Сегодня Горенко была в духе и по временам улыбалась той своей усмешкой, которая так тянула к себе, так ясно говорила, что она удовлетворена, что ей весело и хорошо на душе и источник этого веселья в ней, а не в окружавших ее. Источник, которого не коснутся ничьи грязные руки, потому что она не пустит их, потому что она сумеет с тем презрением силы, какую дает убежденность и чистота души, оградить себя от непрошеных посягателей на ее душевный мир.

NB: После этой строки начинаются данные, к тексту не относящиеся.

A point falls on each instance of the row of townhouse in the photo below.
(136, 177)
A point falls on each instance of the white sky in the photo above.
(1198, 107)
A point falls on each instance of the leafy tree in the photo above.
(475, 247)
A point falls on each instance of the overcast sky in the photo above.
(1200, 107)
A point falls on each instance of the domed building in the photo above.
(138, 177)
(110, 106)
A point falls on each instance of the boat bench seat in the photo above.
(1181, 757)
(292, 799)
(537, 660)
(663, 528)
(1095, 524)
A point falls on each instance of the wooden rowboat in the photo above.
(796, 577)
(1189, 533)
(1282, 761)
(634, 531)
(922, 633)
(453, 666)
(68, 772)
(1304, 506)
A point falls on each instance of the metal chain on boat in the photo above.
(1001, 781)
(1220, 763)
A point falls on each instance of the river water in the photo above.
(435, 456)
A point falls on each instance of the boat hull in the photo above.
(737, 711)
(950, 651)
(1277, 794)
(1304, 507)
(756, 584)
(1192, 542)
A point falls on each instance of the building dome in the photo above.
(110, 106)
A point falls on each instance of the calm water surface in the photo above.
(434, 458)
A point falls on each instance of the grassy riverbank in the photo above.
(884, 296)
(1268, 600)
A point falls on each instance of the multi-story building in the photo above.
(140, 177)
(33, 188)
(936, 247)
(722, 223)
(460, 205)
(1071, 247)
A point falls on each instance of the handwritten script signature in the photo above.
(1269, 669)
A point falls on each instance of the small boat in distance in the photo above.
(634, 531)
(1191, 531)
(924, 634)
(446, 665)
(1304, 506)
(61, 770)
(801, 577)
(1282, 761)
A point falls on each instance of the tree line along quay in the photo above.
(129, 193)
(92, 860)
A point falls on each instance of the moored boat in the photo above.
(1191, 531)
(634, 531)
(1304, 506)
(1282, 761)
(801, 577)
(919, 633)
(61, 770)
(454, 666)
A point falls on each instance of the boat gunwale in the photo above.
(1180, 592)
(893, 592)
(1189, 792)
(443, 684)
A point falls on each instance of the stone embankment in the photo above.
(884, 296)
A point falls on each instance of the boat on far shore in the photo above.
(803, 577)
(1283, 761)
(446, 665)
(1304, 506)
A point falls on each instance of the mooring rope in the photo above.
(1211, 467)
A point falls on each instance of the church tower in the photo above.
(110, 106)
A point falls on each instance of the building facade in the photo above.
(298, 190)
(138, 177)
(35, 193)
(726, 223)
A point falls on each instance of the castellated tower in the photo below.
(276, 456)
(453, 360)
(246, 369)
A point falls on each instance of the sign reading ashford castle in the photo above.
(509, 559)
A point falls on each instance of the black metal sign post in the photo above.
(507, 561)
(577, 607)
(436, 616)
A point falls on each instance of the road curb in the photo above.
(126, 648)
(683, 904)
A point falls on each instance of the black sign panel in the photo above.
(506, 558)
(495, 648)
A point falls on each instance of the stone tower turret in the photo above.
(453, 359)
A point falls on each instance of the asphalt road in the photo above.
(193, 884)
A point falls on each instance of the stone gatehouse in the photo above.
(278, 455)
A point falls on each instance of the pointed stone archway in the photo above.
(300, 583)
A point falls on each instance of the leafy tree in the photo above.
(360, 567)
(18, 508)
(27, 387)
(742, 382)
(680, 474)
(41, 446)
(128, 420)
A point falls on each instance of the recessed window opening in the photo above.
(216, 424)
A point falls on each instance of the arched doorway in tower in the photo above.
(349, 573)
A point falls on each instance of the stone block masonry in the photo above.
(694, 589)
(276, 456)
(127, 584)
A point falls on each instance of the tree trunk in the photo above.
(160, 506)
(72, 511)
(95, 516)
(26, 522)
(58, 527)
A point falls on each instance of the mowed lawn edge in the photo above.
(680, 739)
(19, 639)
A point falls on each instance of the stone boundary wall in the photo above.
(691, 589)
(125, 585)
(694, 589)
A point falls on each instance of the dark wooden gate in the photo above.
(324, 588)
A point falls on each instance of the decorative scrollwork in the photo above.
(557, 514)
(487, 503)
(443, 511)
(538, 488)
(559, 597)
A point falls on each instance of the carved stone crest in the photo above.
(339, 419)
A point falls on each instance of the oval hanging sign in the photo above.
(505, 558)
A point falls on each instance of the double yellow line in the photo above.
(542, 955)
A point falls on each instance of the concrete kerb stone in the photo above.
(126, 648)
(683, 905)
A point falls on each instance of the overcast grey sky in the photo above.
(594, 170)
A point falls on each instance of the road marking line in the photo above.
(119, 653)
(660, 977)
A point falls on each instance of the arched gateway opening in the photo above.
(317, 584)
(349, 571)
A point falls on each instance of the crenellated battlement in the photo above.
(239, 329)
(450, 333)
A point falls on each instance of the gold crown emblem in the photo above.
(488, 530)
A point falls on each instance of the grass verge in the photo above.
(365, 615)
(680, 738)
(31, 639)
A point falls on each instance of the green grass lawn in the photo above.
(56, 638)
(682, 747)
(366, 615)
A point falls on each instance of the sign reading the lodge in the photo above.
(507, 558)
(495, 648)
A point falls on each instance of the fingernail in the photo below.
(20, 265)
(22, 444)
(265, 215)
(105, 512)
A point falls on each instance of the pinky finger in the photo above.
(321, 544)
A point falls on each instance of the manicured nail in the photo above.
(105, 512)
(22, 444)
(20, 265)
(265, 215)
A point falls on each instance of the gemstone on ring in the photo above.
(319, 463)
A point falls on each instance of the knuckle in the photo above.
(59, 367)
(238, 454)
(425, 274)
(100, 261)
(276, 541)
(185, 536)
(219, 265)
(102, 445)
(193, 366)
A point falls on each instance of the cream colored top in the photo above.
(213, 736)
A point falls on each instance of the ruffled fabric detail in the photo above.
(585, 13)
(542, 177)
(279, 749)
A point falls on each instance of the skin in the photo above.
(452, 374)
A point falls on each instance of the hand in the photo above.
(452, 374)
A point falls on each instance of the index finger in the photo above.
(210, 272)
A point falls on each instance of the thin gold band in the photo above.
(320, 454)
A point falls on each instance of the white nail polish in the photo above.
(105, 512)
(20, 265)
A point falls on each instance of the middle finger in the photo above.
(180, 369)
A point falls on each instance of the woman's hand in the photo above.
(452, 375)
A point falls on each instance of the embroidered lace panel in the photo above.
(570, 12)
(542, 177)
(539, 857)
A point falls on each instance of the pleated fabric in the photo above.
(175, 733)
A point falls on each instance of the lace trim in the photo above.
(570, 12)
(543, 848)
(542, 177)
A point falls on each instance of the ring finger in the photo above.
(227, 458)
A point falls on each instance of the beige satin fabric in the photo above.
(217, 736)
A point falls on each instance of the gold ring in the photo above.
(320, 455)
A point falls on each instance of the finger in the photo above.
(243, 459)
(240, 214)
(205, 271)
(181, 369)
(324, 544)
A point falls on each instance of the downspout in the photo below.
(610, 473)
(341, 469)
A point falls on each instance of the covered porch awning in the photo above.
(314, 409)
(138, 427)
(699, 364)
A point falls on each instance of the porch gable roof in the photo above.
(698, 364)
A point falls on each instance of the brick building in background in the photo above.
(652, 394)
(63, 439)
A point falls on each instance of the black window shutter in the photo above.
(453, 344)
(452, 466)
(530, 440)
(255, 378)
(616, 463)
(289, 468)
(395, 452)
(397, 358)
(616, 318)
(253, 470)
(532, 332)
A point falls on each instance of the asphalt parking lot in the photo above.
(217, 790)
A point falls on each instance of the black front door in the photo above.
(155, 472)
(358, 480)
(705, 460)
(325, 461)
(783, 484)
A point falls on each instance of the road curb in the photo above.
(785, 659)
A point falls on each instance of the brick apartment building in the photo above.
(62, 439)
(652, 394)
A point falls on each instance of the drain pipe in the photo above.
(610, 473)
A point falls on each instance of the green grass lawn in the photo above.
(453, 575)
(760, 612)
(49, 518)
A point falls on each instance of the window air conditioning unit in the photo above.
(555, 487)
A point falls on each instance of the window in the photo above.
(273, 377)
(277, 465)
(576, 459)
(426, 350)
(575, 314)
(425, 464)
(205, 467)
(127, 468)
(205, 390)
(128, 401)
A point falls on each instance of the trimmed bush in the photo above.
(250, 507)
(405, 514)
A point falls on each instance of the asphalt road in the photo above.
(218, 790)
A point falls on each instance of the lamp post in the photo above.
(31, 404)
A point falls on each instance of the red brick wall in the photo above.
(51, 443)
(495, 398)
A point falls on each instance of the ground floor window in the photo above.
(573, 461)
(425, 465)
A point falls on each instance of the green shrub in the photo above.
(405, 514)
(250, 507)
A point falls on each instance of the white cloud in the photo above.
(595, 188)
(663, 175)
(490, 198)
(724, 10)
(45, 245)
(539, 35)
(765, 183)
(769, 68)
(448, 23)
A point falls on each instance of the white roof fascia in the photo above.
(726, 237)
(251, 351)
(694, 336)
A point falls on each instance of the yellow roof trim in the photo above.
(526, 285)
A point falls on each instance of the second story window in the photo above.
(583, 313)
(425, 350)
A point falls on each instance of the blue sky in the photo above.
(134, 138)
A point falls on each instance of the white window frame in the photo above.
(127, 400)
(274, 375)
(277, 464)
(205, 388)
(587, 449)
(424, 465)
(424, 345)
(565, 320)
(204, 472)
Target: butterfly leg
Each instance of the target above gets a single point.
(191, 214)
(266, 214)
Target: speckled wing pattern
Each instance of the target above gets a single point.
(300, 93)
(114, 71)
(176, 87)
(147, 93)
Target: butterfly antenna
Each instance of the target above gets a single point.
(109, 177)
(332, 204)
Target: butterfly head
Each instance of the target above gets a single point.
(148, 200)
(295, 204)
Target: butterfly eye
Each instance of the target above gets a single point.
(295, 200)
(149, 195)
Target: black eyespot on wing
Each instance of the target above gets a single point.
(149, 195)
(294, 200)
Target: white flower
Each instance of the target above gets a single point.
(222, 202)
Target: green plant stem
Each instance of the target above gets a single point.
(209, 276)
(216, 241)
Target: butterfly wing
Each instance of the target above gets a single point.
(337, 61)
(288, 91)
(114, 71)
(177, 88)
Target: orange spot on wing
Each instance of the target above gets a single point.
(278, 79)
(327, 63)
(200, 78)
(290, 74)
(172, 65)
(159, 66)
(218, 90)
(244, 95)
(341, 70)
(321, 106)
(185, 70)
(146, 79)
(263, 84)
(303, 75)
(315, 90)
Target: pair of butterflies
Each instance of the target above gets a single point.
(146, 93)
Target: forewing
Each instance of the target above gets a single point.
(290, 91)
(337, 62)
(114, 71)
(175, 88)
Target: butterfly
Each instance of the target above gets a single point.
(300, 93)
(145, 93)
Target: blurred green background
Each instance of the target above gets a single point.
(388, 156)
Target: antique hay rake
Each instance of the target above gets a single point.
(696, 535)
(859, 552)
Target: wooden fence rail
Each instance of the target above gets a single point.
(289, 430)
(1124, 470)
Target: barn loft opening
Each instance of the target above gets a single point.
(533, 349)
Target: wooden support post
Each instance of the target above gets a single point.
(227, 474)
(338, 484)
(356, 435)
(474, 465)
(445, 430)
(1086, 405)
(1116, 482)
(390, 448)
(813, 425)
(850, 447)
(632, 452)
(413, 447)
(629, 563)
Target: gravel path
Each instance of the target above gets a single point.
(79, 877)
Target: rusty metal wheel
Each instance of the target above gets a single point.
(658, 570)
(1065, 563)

К таким посягателям она относила и Аглаиду Васильевну и умела по временам давать ей отпор мягкий, но в то же время такой твердый, что Аглаида Васильевна с трудом выносила эту своенравную, подрывавшую ее авторитет девушку.

Моисеенко с восторженным чувством, зажатым там, в глубине души, смотрел на нее, счастливый ее счастьем, гордый ее чистотой, искренностью, ее несознаваемой силой. Никто из окружавших не был ей равен. Моисеенко беспристрастно старался сравнивать: одна Наташа выдерживала бы конкуренцию, если бы не ясно было, что Наташа поставлена в такие условия жизни, из которых выхода нет: будет ли ее жизнь счастливая, – это будет эгоистичное, сухое счастье сытого человека; будет ли она несчастлива, – ее несчастье – нравственный хлев с точки зрения иной жизни, хлев, в котором она задохнется, не сумев даже осмыслить общие причины несчастья своей жизни.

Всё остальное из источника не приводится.